Gekämpft bis zum Schluss: Ingolstadt Dukes verlieren gegen Schwäbisch Hall

Ingolstadt (intv) 21 Spieler fehlen, darunter der Quaterback. Platz drei verfehlt und jetzt die zweite Niederlage in Folge. Es gäbe genug Gründe für die Ingolstadt Dukes deprimiert zu sein. Aber Fehlanzeige. Die Herzöge halten in schweren Zeiten zusammen und haben sich am Samstag wacker gegen den Tabellenführer geschlagen.

20:39 heißt es am Ende eines mehr oder weniger spannenden Spiels. Die Dukes liegen damit nach wie vor auf Platz vier in der Tabelle. Die Schwäbisch Hall Unicorns sind mit ihrem Sieg zum achten Mal Meister in der GFL-Süd. „Man darf nicht vergessen gegen wen wir gespielt haben. Das ist der Deutsche Vize-Meister, eine hervorragende Mannschaft. Ich bin trotz des Ergebnisses zufrieden. Die Jungs haben nie aufgegeben. Das ist eine gute Attitude und das hat man gesehen.“, fasst Headcoach Eugen Haaf zusammen.

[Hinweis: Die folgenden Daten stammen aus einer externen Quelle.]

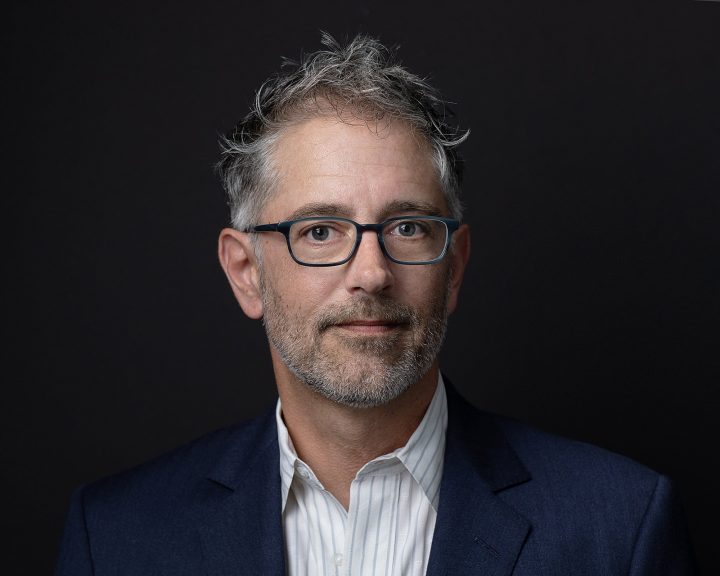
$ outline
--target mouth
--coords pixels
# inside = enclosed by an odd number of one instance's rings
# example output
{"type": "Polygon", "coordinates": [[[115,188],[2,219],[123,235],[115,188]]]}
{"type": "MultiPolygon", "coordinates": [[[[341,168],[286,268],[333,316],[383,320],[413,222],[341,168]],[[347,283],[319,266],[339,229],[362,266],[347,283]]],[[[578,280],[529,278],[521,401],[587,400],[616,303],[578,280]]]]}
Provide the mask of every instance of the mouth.
{"type": "Polygon", "coordinates": [[[383,335],[394,330],[402,328],[402,324],[398,322],[390,322],[388,320],[347,320],[334,324],[333,328],[339,328],[340,330],[350,332],[353,334],[371,336],[371,335],[383,335]]]}

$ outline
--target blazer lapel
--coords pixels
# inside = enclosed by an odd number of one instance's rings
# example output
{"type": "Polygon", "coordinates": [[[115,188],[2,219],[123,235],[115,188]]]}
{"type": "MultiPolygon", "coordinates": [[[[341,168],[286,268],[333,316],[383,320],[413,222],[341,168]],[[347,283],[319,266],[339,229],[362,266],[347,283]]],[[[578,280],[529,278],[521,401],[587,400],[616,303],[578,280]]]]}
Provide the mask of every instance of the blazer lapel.
{"type": "Polygon", "coordinates": [[[274,411],[231,434],[198,507],[207,574],[285,573],[274,411]]]}
{"type": "Polygon", "coordinates": [[[450,385],[447,392],[447,446],[427,574],[506,576],[530,523],[497,494],[530,474],[488,415],[450,385]]]}

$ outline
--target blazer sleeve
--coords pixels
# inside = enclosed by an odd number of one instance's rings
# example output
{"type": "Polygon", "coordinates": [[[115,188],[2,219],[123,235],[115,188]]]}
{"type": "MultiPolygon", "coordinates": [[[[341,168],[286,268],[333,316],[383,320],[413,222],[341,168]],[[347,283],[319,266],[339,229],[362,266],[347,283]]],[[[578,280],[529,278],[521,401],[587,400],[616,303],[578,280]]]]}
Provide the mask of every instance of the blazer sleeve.
{"type": "Polygon", "coordinates": [[[630,576],[698,574],[680,500],[666,476],[659,476],[638,530],[630,576]]]}
{"type": "Polygon", "coordinates": [[[83,505],[83,488],[78,488],[70,501],[70,511],[65,521],[55,576],[92,576],[93,574],[83,505]]]}

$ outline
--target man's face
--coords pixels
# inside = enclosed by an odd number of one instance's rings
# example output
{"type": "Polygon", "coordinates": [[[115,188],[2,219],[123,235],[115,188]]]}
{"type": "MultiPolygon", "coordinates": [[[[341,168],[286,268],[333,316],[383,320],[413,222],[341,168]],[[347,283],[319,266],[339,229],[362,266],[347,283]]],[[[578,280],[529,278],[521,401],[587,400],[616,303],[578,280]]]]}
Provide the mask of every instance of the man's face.
{"type": "MultiPolygon", "coordinates": [[[[274,159],[278,180],[263,223],[447,215],[426,145],[400,122],[307,120],[282,135],[274,159]]],[[[448,258],[395,264],[373,232],[340,266],[295,263],[280,234],[262,234],[260,250],[263,316],[276,372],[289,372],[334,402],[368,407],[396,398],[429,370],[449,312],[448,258]]]]}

Die Ausgangslage der Ingolstadt Dukes schaut alles andere als rosig aus. Doch die Herzöge arbeiten sich mit ihrem neuen Quarterback Keith Hilson zu Beginn der Partie gut nach vorne. Nach einem Field Goal gehen sie mit 3:0 in Führung. Auch wenn die Defense der Herzöge ein Vordringen der Gäste immer wieder erfolgreich verhindert, erzielen die Unicorns nach knapp 20 Minuten ihren ersten Touchdown.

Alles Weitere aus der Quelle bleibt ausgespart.